Rum mallarının satışıyla ilgili İtalya’da tutuklanan Kıbrıslı Türk Avukat Akan Kürşat, bugün Güney’e iade ediliyor.
Meselenin birçok boyutu var.
En sonunda söyleyeceğimizi en başında söyleyelim.
Bu karar hukuki değil, tamamen siyasi bir karardır.
Kıbrıs’ta iki toplum arasındaki ilişkileri zehirleyecek, son derece tehlikeli noktalar içermektedir.
Ada TV’ye konuk olan CTP Milletvekili Salahi Şahiner, bu davanın Akan Kürşat meselesi olmaktan ziyade Kıbrıs Türküne bir komplo, kumpas olduğunu dile getirdi.
Şahiner haksız değil.
Zira 74 önceki Rumların mallarının satışıyla ilgili sorunun çözüleceği yer aslında belli.
Ya Avrupa İnsan Hakları Mahkemesi tarafından da kabul edilen Taşınmaz Mal Komisyonu aracılığıyla bu mesele çözülecek.
Ya da Kıbrıs müzakerelerinde olası bir çözümle neticeye kavuşacak.

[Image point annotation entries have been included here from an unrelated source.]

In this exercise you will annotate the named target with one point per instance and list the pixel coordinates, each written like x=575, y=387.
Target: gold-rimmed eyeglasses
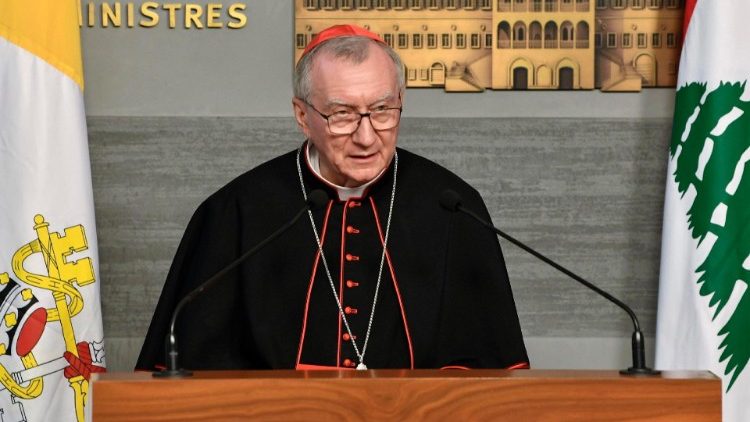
x=346, y=122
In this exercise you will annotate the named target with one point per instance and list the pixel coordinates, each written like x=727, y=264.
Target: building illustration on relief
x=473, y=45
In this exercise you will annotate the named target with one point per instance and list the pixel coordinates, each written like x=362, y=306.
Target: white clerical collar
x=345, y=193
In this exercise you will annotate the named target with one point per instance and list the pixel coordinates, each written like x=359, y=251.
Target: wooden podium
x=400, y=395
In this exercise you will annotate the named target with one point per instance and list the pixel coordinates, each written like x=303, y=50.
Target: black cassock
x=444, y=297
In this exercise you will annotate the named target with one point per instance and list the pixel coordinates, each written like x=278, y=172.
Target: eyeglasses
x=346, y=122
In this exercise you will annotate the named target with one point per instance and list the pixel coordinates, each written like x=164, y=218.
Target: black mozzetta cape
x=444, y=298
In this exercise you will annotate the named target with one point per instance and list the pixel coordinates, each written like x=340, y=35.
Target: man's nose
x=365, y=135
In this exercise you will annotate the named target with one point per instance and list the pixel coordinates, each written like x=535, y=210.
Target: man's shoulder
x=270, y=178
x=431, y=176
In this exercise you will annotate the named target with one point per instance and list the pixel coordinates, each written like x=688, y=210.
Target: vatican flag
x=704, y=304
x=50, y=316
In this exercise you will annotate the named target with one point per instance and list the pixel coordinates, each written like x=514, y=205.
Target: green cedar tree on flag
x=704, y=306
x=50, y=317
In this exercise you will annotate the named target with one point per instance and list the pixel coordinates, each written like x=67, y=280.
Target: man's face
x=355, y=159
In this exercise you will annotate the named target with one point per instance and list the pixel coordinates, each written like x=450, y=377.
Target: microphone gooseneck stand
x=451, y=201
x=316, y=199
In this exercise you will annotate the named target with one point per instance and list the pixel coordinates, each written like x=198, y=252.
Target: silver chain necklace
x=360, y=356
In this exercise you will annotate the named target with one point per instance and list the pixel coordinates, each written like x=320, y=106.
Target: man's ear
x=300, y=114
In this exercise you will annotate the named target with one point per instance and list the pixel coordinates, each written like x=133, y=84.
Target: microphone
x=451, y=201
x=315, y=200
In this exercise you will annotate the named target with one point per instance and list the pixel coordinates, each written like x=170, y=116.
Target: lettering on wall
x=151, y=14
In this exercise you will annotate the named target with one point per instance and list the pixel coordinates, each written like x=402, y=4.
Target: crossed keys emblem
x=19, y=305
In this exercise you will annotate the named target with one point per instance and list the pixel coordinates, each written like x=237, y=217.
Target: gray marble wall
x=587, y=192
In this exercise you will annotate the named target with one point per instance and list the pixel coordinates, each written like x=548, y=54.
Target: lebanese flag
x=50, y=315
x=704, y=306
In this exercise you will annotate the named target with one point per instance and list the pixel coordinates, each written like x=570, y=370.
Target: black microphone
x=451, y=201
x=315, y=200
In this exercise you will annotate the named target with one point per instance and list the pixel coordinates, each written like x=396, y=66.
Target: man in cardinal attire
x=380, y=277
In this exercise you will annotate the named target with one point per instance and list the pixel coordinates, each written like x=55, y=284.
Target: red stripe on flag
x=689, y=7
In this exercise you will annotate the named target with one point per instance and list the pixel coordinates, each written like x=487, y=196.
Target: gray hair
x=353, y=49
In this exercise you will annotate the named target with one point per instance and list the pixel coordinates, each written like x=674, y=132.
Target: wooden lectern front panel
x=397, y=395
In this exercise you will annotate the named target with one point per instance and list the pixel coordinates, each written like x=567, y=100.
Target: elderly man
x=400, y=282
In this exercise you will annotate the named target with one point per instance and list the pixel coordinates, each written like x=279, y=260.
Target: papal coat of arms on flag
x=704, y=305
x=51, y=338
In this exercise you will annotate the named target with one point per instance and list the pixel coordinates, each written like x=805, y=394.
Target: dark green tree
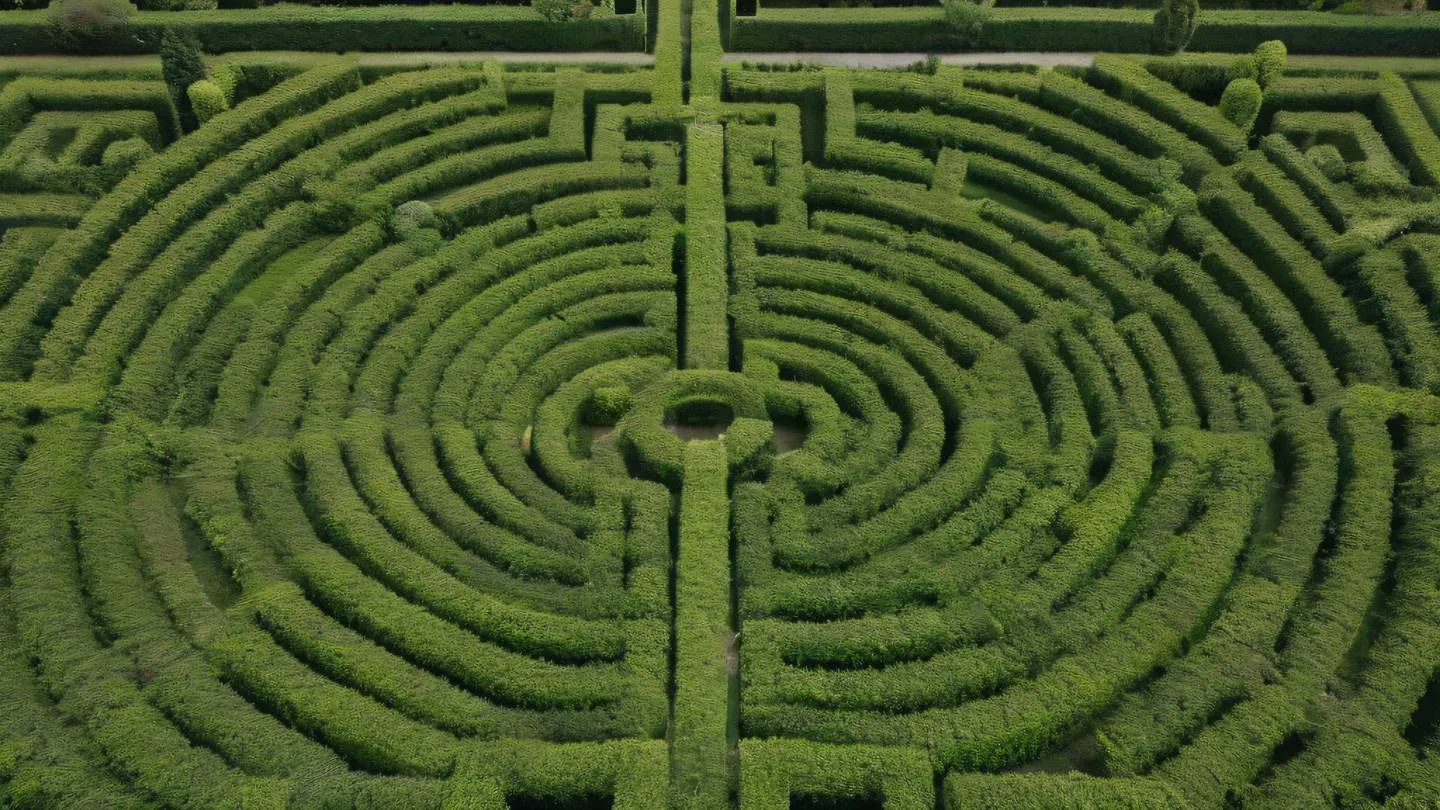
x=182, y=64
x=1174, y=26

Öyle ya da böyle meselenin çözüm yolu belliyken tamamen KKTC yasalarına uygun olarak hareket eden bir avukat ya da herhangi bir vatandaş nasıl olur da böyle bir suçlamaya maruz kalabilir.
Şahiner’in anlattıklarına göre şu an tehlikede olan sadece Rum mallarının üzerinde tasarrufta bulunan Kıbrıslı Türkler değil.
Kuzey Kıbrıs Türk Cumhuriyeti’nde 74’ten önce Rum malı olan bir taşınmazı alan TC vatandaşları da tehlikede.
Çünkü şu an herhangi bir vatandaş 74’ten önce Rum malı olan bir yeri alıp kiraya verdiyse buradan bir gelir elde ediyorsa Rum yönetimi bunu suçlu addediyor.
Kara para soruşturmasıyla işlem yapıyor.
Yarın öbür gün 74’ten önce Rum malı olan bir yerden bir TC vatandaşı gelip bir daire aldıysa, bundan bir kira geliri elde ediyorsa bu da bir şekilde Rum yönetiminin kayıtlarına girdiyse, o TC vatandaşı bir AB ülkesine girerken tutuklanabilir. Güney’e iade edilebilir
Rumların oynadığı bu tehlikeli oyun sadece Kıbrıs sorununda değil, tüm Doğu Akdeniz ve hatta Ege’de yumuşayan havayı zehirleyebilir.
O yüzden başta Avrupa Birliği olmak üzere Yunanistan ve Batı, Rum Yönetimi’nin sırtını sıvazlayıp cesaretlendirmekten vazgeçmelidir.
Aksi halde bu kriz kimsenin hayrına sonuçlanmaz. Buradan uyaralım. Bizden söylemesi.